Perhaps the strongest reason for some voters to support Governor Romney is that the smart money says he is more "electable" than the other candidates in general and Newt Gingrich in particular.

But there was a time when even some conservative smart money types were saying that Ronald Reagan was too old to run for president, and that he should step aside for someone younger.

Washington Post editor Meg Greenfield said that the people in the Carter White House were "ecstatic" when the Republicans nominated Reagan, because they were convinced that they could clobber him.

Today, it is said that the Obama administration fears Romney, but would relish the opportunity to clobber Gingrich because of his "baggage." CNN has already started digging into Gingrich's most recent divorce.

Much depends on whether you think the voting public is going to be more interested in Newt Gingrich's personal past than in the country's future. Most of the things for which Gingrich has been criticized are things he did either in his personal life or when he was out of office. But, if we are serious, we are more concerned with his ability to perform when in office.

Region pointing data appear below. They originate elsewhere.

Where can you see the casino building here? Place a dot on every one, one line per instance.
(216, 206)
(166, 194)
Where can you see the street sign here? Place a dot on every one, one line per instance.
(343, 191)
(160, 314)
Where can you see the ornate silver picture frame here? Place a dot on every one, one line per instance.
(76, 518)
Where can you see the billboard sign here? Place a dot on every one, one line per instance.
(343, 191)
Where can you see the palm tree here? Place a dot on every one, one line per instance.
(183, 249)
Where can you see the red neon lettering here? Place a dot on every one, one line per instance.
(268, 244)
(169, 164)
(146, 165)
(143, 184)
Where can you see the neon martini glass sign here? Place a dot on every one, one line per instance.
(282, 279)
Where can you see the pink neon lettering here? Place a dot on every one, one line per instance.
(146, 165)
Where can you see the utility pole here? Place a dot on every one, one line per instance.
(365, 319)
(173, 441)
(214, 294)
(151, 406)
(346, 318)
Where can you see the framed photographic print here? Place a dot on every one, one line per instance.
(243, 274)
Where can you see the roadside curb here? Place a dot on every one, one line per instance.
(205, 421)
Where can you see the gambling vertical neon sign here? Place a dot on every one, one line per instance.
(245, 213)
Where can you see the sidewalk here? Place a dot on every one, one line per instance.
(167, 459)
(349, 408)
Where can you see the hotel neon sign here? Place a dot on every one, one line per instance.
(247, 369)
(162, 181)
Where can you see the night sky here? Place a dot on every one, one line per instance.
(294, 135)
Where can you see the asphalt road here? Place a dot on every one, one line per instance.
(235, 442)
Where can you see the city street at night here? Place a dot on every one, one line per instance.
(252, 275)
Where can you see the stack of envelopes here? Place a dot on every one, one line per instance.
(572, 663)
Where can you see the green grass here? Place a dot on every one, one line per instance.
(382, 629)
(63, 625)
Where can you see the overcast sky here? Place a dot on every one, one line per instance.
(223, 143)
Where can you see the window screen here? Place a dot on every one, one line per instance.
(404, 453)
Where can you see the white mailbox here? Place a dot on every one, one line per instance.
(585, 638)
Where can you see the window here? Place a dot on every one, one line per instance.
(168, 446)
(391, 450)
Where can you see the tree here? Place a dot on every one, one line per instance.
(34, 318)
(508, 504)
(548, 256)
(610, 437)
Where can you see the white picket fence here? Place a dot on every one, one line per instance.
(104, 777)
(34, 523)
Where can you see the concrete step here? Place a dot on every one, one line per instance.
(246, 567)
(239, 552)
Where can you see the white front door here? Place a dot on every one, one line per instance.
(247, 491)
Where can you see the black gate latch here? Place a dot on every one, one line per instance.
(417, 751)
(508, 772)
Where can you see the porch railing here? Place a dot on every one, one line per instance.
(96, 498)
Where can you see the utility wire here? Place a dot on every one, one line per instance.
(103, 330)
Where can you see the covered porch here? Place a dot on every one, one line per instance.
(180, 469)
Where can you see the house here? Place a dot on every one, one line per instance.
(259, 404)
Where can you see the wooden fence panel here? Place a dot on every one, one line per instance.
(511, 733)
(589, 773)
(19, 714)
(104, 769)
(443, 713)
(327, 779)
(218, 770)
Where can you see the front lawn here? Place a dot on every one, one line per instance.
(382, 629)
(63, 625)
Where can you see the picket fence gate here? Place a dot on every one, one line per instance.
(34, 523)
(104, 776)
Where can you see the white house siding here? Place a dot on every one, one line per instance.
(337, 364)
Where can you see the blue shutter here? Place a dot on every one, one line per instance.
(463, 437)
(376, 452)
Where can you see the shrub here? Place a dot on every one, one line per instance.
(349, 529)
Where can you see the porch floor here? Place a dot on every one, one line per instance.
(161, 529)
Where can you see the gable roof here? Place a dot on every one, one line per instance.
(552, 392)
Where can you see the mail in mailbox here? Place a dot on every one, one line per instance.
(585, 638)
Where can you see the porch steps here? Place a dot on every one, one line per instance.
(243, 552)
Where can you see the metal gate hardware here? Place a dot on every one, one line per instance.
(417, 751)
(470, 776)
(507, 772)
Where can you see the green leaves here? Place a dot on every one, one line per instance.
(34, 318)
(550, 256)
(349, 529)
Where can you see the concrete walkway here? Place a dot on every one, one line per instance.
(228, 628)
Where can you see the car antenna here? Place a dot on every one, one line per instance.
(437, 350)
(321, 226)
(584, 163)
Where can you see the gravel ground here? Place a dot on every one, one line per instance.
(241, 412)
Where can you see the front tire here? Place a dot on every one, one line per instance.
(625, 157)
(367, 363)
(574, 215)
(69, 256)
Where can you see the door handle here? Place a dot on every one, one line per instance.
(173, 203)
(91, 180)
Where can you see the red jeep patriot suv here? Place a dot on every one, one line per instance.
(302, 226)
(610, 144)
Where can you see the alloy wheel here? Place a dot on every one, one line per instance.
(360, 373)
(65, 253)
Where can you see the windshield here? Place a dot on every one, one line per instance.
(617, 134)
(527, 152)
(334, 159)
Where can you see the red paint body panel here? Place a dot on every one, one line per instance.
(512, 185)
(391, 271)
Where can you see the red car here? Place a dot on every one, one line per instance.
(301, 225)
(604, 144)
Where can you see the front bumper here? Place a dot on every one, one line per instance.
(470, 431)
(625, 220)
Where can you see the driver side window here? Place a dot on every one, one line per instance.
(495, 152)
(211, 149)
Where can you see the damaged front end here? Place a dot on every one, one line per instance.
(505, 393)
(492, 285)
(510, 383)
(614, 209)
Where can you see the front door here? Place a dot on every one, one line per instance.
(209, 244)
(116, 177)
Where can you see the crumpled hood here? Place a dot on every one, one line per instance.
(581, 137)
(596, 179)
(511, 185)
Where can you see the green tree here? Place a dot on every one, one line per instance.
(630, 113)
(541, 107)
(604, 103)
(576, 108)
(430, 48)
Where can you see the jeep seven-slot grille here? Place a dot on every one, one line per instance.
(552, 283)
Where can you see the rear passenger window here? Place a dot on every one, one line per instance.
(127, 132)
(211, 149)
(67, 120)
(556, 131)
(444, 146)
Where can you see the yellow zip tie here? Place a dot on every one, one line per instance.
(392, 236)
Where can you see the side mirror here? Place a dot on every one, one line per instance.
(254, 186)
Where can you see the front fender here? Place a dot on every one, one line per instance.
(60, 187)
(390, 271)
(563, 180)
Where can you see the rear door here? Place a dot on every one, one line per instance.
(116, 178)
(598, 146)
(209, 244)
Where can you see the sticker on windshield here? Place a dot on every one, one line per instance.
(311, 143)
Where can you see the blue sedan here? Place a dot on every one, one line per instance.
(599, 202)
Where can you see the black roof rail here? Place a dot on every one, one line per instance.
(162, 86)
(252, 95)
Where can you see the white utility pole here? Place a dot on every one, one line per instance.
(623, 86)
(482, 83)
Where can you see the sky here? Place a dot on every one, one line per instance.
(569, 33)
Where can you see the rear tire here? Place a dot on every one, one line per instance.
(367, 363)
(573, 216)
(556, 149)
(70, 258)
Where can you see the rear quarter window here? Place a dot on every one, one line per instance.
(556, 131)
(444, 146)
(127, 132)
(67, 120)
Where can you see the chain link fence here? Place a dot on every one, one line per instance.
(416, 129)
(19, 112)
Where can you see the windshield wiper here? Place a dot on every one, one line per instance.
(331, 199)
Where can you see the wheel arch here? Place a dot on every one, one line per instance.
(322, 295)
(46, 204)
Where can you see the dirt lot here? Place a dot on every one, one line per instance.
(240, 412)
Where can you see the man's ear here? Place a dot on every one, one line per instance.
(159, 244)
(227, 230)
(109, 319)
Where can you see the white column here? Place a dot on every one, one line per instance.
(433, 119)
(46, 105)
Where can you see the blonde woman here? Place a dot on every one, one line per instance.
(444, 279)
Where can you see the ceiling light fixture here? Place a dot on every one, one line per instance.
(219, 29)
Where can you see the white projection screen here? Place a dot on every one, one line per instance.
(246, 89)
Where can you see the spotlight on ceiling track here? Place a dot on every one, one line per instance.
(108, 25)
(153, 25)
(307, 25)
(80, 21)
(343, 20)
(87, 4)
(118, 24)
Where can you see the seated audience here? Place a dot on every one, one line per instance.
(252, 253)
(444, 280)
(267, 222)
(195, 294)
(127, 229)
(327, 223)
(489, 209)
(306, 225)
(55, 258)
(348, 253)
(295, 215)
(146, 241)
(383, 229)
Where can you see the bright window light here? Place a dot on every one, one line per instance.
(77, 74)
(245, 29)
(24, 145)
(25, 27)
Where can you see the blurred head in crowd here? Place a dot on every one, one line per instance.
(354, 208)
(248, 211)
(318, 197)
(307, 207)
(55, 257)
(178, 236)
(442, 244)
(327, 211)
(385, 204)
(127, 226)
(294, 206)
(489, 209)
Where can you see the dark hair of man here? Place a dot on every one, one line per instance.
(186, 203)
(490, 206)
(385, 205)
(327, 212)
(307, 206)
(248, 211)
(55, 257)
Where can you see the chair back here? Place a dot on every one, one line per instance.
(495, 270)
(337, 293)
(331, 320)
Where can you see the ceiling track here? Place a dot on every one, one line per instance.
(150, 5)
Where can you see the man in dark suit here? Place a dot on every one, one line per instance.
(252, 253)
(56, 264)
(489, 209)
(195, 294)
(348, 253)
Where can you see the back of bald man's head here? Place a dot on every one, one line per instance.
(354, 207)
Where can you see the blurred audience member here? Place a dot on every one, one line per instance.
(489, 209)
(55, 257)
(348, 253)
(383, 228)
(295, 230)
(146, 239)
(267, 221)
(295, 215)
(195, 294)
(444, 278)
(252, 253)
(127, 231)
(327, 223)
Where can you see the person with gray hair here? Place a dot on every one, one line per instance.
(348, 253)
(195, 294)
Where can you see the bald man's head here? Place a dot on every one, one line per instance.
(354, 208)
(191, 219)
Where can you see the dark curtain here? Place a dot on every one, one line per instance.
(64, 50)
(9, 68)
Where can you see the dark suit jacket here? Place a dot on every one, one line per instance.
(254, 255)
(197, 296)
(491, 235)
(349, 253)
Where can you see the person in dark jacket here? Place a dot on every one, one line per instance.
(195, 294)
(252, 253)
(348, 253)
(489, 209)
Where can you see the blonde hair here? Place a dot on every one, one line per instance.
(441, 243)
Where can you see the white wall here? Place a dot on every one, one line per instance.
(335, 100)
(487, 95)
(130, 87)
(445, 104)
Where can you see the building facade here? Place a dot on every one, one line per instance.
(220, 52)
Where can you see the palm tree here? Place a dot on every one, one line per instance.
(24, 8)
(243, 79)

Even some of those who believe that Gingrich would devastate Obama in head-to-head debates on substantive issues nevertheless claim that all Obama has to do is come back with questions about Newt's work for failed mortgage finance giant Freddie Mac.

But, even at the personal, point-scoring level, Barack Obama can open up a can of worms by going that route, since Freddie Mac at least never planted bombs in public places, like some of Obama's political allies.

There are no guarantees, no matter whom the Republicans vote for in the primaries. Why not vote for the candidate who has shown the best track record of accomplishments, both in office and in the debates? That is Newt Gingrich. With all his shortcomings, his record shows that he knows how to get the job done in Washington.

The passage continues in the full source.